Commercial Real Estate Executives Look Ahead to 2020
MBA NewsLink Wednesday October 16, 2019
Commercial real estate executives hold widely divergent views about how the CRE sector will perform over the next 18 months, reported Deloitte, New York.
The firm surveyed 750 CRE owners/operators, developers, brokers and investors in 10 countries in its 2020 commercial real estate outlook. It found 15 percent of respondents called themselves very optimistic, 61 percent somewhat optimistic, 14 percent neutral and 10 percent somewhat pessimistic.
“This is not surprising; when it comes to economic changes, the [CRE] industry typically lags the broader economy by six months,” Deloitte said.
Regionally, respondents from Asian countries were the most optimistic, followed by those from North America and Europe, but a relatively higher proportion of respondents from Hong Kong, Singapore, Japan and the United States called themselves very optimistic about the industry’s performance.
The U.S. respondents said they expect property fundamentals to be moderately positive into 2021. Deloitte said two-thirds of respondents with office-heavy portfolios expect to see growth in rental rates and one-third anticipate a decline in vacancy levels. “Respondents with mostly non-traditional properties anticipate the highest rental appreciation,” the report said. “Meanwhile, those with a dominant multifamily properties portfolio expect the highest increase in vacancies.”
Nearly 75 percent of respondents said they expect to see increases in transaction activity over the next 18 months. More than half–56 percent–of respondents said they anticipate increasing cost of capital, but 67 percent said they expect more capital availability throughout 2020 into 2021.
Office property respondents were the most optimistic about both the transaction and capital markets, Deloitte said. More than eight in ten said they believe transaction activity will grow and 74 percent predicted capital availability will grow.
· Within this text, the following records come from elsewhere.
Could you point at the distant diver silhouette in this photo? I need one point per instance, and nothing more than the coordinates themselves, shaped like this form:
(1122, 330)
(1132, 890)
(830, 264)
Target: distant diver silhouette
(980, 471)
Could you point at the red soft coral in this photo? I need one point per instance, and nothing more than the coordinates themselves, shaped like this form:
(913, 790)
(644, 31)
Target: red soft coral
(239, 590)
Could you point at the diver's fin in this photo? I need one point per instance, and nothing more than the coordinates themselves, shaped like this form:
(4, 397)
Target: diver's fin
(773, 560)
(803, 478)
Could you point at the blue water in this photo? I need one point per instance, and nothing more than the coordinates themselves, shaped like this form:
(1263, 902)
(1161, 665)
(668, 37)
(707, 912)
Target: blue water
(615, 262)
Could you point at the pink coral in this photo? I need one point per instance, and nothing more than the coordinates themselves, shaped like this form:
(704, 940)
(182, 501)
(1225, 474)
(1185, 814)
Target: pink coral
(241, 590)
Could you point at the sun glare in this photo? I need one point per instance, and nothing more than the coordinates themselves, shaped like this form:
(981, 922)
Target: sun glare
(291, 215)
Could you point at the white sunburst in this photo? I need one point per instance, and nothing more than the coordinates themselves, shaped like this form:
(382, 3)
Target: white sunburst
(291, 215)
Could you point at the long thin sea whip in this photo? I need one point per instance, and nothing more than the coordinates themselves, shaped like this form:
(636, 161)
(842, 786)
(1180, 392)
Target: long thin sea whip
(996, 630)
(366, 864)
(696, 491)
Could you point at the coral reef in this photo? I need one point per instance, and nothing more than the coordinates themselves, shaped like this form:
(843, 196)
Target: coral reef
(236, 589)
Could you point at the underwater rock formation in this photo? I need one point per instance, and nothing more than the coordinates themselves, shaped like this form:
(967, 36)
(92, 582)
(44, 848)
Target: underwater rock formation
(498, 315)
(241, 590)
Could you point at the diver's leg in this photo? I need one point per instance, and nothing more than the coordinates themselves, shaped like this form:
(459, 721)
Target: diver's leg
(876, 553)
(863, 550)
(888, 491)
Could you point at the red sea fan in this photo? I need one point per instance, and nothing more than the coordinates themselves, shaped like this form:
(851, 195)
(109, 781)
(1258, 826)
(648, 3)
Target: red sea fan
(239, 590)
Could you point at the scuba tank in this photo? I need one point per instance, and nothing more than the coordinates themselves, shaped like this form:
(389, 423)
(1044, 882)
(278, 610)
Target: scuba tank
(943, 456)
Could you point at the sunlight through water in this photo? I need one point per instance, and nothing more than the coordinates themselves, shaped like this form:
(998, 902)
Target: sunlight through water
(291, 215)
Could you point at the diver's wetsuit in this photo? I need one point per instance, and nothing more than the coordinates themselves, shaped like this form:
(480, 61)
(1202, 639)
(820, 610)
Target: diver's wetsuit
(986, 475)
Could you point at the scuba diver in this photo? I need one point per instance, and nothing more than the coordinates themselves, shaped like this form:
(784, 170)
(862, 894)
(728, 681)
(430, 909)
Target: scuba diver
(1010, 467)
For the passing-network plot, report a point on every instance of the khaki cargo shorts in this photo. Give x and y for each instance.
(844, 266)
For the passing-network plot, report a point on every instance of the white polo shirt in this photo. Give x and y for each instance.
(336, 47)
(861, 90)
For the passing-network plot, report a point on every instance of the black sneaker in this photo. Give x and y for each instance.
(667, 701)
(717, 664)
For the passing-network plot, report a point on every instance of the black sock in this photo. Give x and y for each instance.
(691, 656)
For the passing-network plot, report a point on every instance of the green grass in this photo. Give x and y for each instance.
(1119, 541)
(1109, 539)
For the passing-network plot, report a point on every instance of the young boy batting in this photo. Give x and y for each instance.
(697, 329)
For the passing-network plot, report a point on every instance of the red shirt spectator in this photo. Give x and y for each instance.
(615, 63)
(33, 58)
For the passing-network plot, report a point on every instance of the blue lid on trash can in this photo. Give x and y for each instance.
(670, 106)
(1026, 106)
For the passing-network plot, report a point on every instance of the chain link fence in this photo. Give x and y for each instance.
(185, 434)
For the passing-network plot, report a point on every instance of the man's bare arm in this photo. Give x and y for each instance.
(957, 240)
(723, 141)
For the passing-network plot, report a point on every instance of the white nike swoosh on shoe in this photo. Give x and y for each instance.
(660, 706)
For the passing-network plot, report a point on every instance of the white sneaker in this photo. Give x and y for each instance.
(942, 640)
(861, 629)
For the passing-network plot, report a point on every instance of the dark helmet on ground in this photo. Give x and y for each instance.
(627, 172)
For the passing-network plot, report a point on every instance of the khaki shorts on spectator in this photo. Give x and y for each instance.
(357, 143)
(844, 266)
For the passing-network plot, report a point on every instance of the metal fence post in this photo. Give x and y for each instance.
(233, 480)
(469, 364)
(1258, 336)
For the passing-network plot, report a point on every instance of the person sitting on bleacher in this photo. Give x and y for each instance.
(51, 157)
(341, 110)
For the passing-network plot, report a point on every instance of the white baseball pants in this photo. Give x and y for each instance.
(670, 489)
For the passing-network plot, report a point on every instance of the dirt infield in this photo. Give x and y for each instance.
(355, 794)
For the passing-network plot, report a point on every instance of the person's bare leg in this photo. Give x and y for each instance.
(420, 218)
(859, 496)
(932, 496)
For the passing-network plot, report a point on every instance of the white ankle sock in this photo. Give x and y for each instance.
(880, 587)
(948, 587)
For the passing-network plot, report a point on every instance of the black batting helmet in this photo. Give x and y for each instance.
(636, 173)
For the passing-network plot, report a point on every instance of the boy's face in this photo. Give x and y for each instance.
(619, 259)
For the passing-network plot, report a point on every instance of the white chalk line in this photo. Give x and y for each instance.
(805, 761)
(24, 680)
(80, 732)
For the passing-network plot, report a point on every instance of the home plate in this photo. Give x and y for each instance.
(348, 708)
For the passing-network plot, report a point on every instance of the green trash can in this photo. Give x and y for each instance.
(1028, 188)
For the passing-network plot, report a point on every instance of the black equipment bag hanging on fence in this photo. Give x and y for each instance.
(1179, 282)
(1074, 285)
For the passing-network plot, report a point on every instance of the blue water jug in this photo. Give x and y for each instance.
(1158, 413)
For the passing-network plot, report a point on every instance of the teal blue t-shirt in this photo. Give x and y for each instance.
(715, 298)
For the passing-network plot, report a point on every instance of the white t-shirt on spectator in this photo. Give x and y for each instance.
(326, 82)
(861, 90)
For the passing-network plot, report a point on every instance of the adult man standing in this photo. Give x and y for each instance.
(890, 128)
In contrast, the report found hotel property owners the least optimistic, with 27 percent and 35 percent expecting a decline in transaction activity and capital availability, respectively, and 52 percent expecting an increase in cost of capital.
Overall, CRE executives surveyed said they consider interest rate uncertainty, geographic market and tenant concentration risks their top challenges moving forward. “Despite the macroeconomic concerns, the commercial real estate industry, particularly in the United States, seems on solid footing to attract capital,”
the report said. “If there is a downturn, the short- to medium-term challenge is expected to be budgetary pressures weighing against the requirement to make technology investments.”